Remember all those times you hammered a nail into plaster and ended up with flakes (or chunks) of plaster and dust covering your feet? Why did they never tell you about the simple fix for this? Just use a little piece of masking tape over the spot where you plan to drive your nail. The tape stabilizes the plaster so it doesn't chip, and keeps the dust contained. And it works for using screws and drill bits on plaster as well.

Even if you haven't experienced this personally, you probably know that plaster is troublesome. So much so, in fact, that it's hard to understand why we humans didn't dream up something better, like glopping sticky mud on the walls, or just living outdoors. Plaster cracks when it's settling, delaminates itself from its lath, cracks when delaminating from its lath, develops bubbles and bulges, and sometimes just cracks for no apparent reason. There are instructions everywhere online telling you how to reattach a plaster wall to the, umm, wall — which is surely not how most people imagine spending a weekend. The nail problem might be the worst of all: All you wanted was to hang a picture of your kids, printed on canvas after lovingly applying your phone's impressionism filter. But tapping in a picture hanger causes the plaster to crumble. Some say plaster's so-called "flaws" clue you in to much worse problems hiding within your walls, but the nail problem only reveals that plaster has a mean streak.

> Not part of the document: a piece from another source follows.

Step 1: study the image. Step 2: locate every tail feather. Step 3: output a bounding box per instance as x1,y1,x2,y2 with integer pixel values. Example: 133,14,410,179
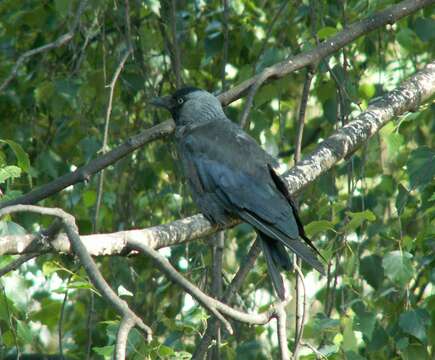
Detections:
258,234,288,300
239,211,325,274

Is plaster really that bad for hanging pictures?

But seriously, plaster does have a way of letting you know what's really going on below, and surely it's good to know about any moisture or structural problems. Plaster's habit of flaking around nail holes, on the other hand, has no redeeming uses. But is it really a big deal? Grandparents and people hiding wall safes have been hanging pictures on plaster walls since way before masking tape was a thing, so there are obviously ways to avoid the problem. In the early days of plaster, perhaps the best you could hope for is hanging a bigger picture to cover the damage. This wasn't a sustainable solution, as it could lead to ever-larger wall hangings "My goodness, Gladys, that's quite a large French café poster you have there," someone would eventually say with thinly disguised disapproval. And regardless of your affinity for Belle Époque coffee bar art, covering up the problem won't repair any damage the plaster cracks might have to your home value.

Other solutions did work, mostly, sort of. Drilling pilot holes was an important innovation in putting orderly holes in things, and pilot holes do help reduce chipping when driving nails. You could also minimize crumbling plaster by using hangers like plaster hooks (you might think of them as brass picture hangers), molly bolts, and toggle bolts. All of these work reasonably well, but there is still a chance of flaking and a certainty of getting dust everywhere.

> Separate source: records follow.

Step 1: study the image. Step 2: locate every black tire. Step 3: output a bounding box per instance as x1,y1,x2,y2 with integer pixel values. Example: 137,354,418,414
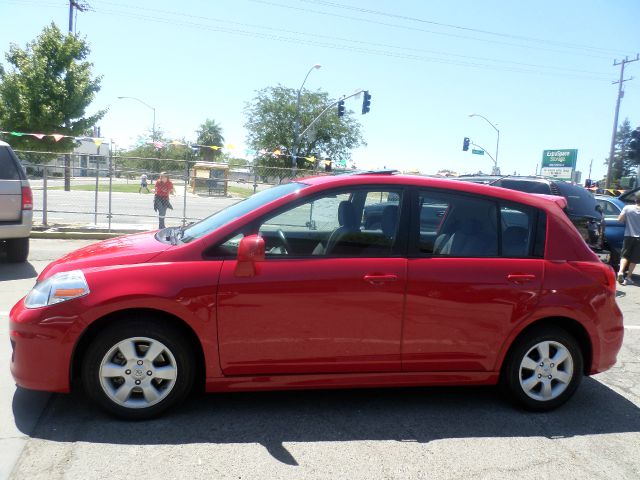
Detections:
81,317,196,420
7,237,29,263
502,326,584,411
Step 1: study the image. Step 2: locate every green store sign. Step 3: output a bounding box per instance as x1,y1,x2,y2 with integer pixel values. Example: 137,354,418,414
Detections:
540,148,578,181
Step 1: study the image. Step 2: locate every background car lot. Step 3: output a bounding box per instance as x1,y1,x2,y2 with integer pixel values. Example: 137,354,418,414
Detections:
0,240,640,479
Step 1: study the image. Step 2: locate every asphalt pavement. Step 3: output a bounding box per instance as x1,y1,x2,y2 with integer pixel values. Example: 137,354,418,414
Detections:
0,239,640,480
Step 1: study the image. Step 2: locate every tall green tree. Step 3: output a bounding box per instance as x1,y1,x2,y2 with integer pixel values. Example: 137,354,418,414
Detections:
245,85,366,178
611,118,637,185
196,118,224,161
115,128,193,178
0,23,106,152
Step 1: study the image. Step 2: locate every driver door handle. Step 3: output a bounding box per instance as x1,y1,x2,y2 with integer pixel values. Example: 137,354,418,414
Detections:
507,273,536,283
363,274,398,285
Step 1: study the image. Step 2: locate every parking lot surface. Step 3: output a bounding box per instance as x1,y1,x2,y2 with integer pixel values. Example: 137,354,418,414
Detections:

How to make it better with tape

The masking tape trick works better, and works most of the time, to reduce the damage and cleanup when you're nailing or screwing into a plaster wall. And it's about as simple a process as you could dream up. Start by marking where you want your fastener to go. If you're being precise about the placement, use a marker you can see through your masking or painter's tape. Stick a small piece of tape over it, and nail or drill carefully through it. Having as light a hand as possible is the best approach here. Slowly drive in your fastener, as straight as you can. (Some hangers, like those brass plaster hooks, require you to drive the nail in at an angle, and that's fine.) Then, if you like, you can remove the tape... its job is done!

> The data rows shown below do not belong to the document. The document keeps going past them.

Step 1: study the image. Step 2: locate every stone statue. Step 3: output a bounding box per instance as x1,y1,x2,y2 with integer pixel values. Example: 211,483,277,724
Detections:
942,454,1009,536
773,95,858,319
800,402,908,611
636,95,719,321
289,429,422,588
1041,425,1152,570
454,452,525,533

The method is pretty close to perfect, but there's another step you can take for extra insurance, and we've already touched on it. It's a good idea to use a pilot hole whenever you're putting a nail or screw into plaster. Drill an appropriately-sized pilot hole at low speed, directly through the tape. Take care to let the drill do the work. If you push the drill, you may yet manage to chip the plaster, and you will have wasted your tape and your time. The pre-drilling step is an extra bit of insurance to help move you along to the fun parts like choosing photos and filling up that wall safe.